Innovation in art has always been a gamble. While originality may be given lip-serving credit, unfamiliarity has an even chance of breeding contempt. There is no other word to describe the critics’ response to the first independent exhibition by the Impressionists in Paris in 1874. These artists, it was claimed, had rejected “good artistic manners, devotion to form, and respect for the masters”. Part of the outrage was directed at the choice of subject-ordinary people going about their business, for goodness’ sake-and part at the quick-fire style of the brush strokes. But the detractors were also offended by the colours.

The critic E. Cardon said sarcastically, “Soil three quarters of a canvas with black and white, rub the rest with yellow, distribute haphazardly some red and blue spots, and you’ll obtain an impression of spring in front of which the adepts will be carried away by ecstasy.” The second group exhibition two years later elicited similar complaints: “Try to make M. Pissarro understand that trees are not violet, that the sky is not the colour of fresh butter…”. Renoir’s “green and violet spots” in areas of flesh were seen to “denote the state of complete putrefaction of a corpse”.

Yet these were not new charges. In England, the Pre-Raphaelite painters such as William Holman Hunt and John Millais stood accused in the 1850s of using greens “unripe enough to cause indigestion”. J. M. W. Turner, the supreme British colourist of the early nineteenth century, had in 1829 been denounced for producing “a specimen of colouring run mad” in his Ulysses Deriding Polyphemus (Figure 1).

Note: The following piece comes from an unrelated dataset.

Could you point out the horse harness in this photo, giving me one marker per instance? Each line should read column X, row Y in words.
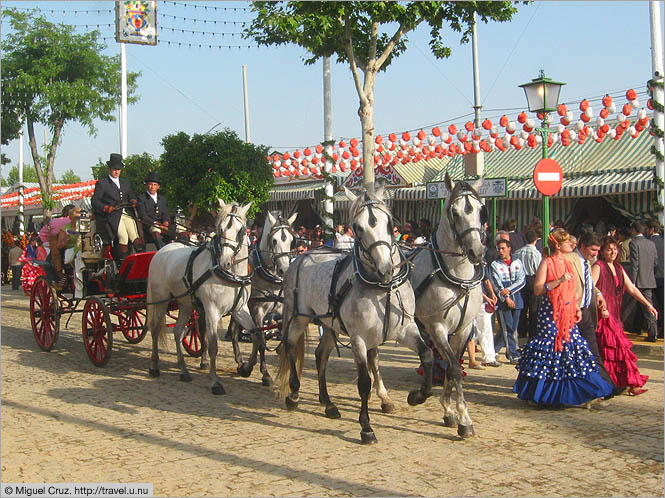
column 442, row 271
column 214, row 247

What was striking, and to some eyes offensive, about the works of all these artists was that they were using colours never before seen on canvas. Bold use of colour was not in itself a revelation-Titian and Rubens were amongst those who had delighted in it in previous times. But these new colours were different from the red lakes, the Naples yellow and the ultramarine of the Old Masters. They were the products of the Golden Age of chemistry. More than in any earlier age, chemistry had become the handmaid to the arts.

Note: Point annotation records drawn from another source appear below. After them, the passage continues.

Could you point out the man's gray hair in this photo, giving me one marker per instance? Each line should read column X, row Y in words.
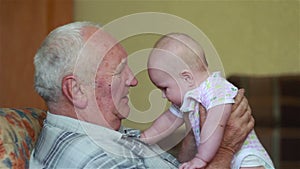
column 57, row 57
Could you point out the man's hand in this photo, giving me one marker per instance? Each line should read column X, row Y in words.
column 239, row 124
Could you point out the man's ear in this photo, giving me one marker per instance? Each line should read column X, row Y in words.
column 74, row 91
column 188, row 77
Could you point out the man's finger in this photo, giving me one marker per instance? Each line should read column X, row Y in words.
column 238, row 98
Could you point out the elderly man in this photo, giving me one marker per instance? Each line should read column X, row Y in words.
column 82, row 74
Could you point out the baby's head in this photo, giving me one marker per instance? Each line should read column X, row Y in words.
column 176, row 65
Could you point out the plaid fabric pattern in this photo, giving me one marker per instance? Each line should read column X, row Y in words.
column 69, row 143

Art in the second half of the nineteenth century was totally transformed by such developments in practical science, and this influence was felt throughout the modern era. Paul Cézanne and Henri Matisse both began their careers as Impressionists, steeped in the new colours. Matisse brought out their full potential as the leading light in the movement known as Fauvism, which brought brightness to a new pitch (Figure 2). Along with Picasso, these two artists are considered by critic Robert Hughes to be the most important of the twentieth century. Picasso himself said:

    If all the great colourist painters of this century could have composed a banner that comprised each one’s favourite colours, the result would certainly have been a Matisse.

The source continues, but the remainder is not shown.